Hoofdstuk 1 Algemene bepalingen
Artikel 1 Begrippen
In deze verordening wordt verstaan onder:
  • a.
    beslagvrije voet: beslagvrije voet als bedoeld in de artikelen 475c tot en met 475e van het Wetboek van Burgerlijke Rechtsvordering;
  • b.
    bezit: waarde van de bezittingen waarover belanghebbende of diens gezin beschikt of redelijkerwijs kan beschikken, met uitzondering van het in de woning met bijbehorend erf gebonden vermogen, bedoeld in artikel 50, eerste lid van de Participatiewet;
  • c.
    recidiveboete: bestuurlijke boete als bedoeld in artikel 18a, vijfde lid van de Participatiewet;
  • d.
    verrekenen: verrekenen als bedoeld in artikel 60, vierde lid van de Participatiewet.
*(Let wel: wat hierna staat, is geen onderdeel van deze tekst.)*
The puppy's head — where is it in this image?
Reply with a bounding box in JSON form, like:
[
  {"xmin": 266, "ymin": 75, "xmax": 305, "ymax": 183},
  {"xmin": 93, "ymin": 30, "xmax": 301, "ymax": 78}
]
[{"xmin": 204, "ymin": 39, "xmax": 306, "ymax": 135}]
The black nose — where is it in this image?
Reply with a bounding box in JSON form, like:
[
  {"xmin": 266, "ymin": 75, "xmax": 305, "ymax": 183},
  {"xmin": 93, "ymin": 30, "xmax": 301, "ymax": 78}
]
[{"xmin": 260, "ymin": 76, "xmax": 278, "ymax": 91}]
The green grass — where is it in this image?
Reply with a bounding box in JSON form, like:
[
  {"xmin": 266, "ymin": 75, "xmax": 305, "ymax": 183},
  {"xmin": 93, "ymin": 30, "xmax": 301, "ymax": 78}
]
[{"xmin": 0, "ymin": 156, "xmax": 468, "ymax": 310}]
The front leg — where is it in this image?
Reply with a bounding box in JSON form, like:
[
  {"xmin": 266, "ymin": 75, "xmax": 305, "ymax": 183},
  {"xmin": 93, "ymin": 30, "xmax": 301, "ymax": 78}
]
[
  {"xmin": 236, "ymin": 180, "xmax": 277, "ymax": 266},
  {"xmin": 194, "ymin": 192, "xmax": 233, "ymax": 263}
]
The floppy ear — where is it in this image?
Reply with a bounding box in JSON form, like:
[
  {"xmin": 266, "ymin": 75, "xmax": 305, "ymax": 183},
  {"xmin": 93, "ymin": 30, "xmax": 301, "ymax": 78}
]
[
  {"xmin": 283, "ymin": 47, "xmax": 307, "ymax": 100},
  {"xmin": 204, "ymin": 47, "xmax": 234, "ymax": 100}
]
Hoofdstuk 2 Bescherming beslagvrije voet bij verrekening wegens recidive
Artikel 2 Verrekenen met beslagvrije voet bij voldoende bezit
  • 1.
    Indien het bezit van een belanghebbende ten minste driemaal de toepasselijke bijstandsnorm bedraagt, verrekent het college de recidiveboete zonder inachtneming van de beslagvrije voet.
  • 2.
    De verrekening, bedoeld in het eerste lid, geschiedt gedurende een tijdvak van drie maanden vanaf het moment van de dagtekening waarop de bestuurlijke boete is opgelegd.
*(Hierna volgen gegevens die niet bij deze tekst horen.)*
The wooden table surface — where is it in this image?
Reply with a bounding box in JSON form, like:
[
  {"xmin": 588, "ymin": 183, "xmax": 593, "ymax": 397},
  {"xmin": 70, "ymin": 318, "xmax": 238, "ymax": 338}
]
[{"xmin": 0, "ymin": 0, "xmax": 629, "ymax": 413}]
Artikel 3 Verrekenen bij geen of onvoldoende bezit
  • 1.
    Indien het bezit van een belanghebbende niet ten minste driemaal de toepasselijke bijstandsnorm bedraagt, verrekent het college de recidiveboete gedurende één maand zonder inachtneming van de beslagvrije voet. De verrekening geschiedt vanaf het moment van de dagtekening waarop de bestuurlijke boete is opgelegd.
  • 2.
    Aansluitend op verrekening als bedoeld in het eerste lid, verrekenen burgemeester en wethouders de recidiveboete in de daaropvolgende twee maanden op een dusdanige wijze dat belanghebbende blijft beschikken over een inkomen ter hoogte van 80% van de toepasselijke bijstandsnorm.
  • 3.
    Tot het inkomen, bedoeld in het tweede lid, worden ook middelen gerekend als bedoeld in artikel 31, tweede lid, onderdelen n en r van de Participatiewet.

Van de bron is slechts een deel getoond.